Getting in the Zone – The court’s new approach to the settlement approval process

In a duo of decisions released this month, Justice Belobaba of the Ontario Superior Court of Justice has called on judges and counsel alike to change the way they approach court approval of class action settlements.

In Ontario, all class action settlements must receive approval from the court under section 29(2) of the Class Proceedings Act. This requirement recognizes that, due to the interests and incentives of the parties at the negotiating table (class counsel and the defendants), there is a risk that the settlement of a class action will result in either a ‘sweetheart’ settlement (whereby class counsel agrees to settle for less than the case is worth) or a blackmail settlement (whereby the defendants are coerced into settling cases for more than they are worth).

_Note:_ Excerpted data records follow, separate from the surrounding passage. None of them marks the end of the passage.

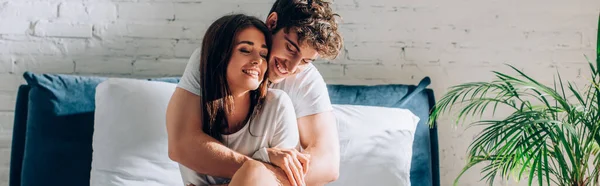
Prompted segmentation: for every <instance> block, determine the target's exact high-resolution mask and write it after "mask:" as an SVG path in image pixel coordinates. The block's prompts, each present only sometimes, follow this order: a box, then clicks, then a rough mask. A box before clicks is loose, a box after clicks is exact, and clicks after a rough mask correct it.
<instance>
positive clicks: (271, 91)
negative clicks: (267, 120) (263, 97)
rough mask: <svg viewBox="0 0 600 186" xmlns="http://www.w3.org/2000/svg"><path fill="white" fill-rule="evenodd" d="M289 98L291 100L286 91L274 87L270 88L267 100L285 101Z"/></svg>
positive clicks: (267, 93)
mask: <svg viewBox="0 0 600 186" xmlns="http://www.w3.org/2000/svg"><path fill="white" fill-rule="evenodd" d="M287 100H290V98H289V96H288V94H287V93H286V92H285V91H283V90H280V89H273V88H270V89H268V91H267V97H266V102H285V101H287Z"/></svg>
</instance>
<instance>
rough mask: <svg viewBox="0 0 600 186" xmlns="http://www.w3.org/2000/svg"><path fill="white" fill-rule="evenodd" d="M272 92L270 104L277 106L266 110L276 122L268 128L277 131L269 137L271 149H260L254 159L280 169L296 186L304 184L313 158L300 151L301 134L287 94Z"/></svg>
mask: <svg viewBox="0 0 600 186" xmlns="http://www.w3.org/2000/svg"><path fill="white" fill-rule="evenodd" d="M270 93H271V94H272V96H273V99H271V100H268V101H269V103H268V104H275V105H274V106H273V107H268V108H270V109H266V108H267V107H265V110H263V112H267V114H274V115H275V117H274V118H275V119H274V121H273V122H271V123H265V124H267V125H271V126H268V127H270V129H271V130H272V131H273V132H271V133H270V134H269V136H267V137H268V138H269V139H268V140H269V146H268V147H269V148H262V149H259V150H258V151H257V152H256V153H255V154H254V155H253V157H254V158H256V159H258V160H261V161H264V162H268V163H271V164H273V165H275V166H277V167H278V168H280V169H281V170H282V172H283V173H285V175H284V176H287V179H288V180H289V182H290V183H291V184H292V185H304V175H305V174H306V171H307V170H308V164H309V158H308V157H307V156H305V155H303V154H301V153H299V152H298V151H297V150H296V149H297V148H298V147H299V146H300V144H299V141H300V135H299V133H298V125H297V120H296V113H295V111H294V106H293V105H292V101H291V100H290V98H289V97H288V96H287V94H285V93H284V92H283V91H272V92H270ZM278 178H279V177H278ZM280 181H282V180H280Z"/></svg>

In Sheridan Chevrolet v. Furakawa Electric et al., 2016 ONSC 729 and Leslie v. Agnico-Eagle Mines, 2016 ONSC 532 Justice Belobaba expressed concern that, aside from scrutinizing settlement agreements for indicators of actual collusion or conflict, the courts are typically not furnished with sufficient information to assess whether the amount of the settlement falls within the “zone of reasonableness”.

In particular, Justice Belobaba took issue with the “boiler plate” reasons for court approval put forward by some plaintiffs’ counsel. In his view, the generic and somewhat self-serving statements amount to “we’re experienced class counsel – we know what we’re doing – trust us”, which is of little assistance to the judge.

Justice Belobaba therefore required the plaintiffs in both actions to provide supplementary affidavits outlining how the settlement amount was arrived at, including details of the range of possible damages awards and specifics of the litigation risks relied upon for the reasonableness of the settlement.

While the Court fell short of endorsing a fiduciary role for the class actions judge in the approval process or appointing independent counsel to play an adversarial role in the process, the clear takeaway from these decisions is that parties and counsel can expect a more rigorous examination of the reasonableness of any settlement amount in the future.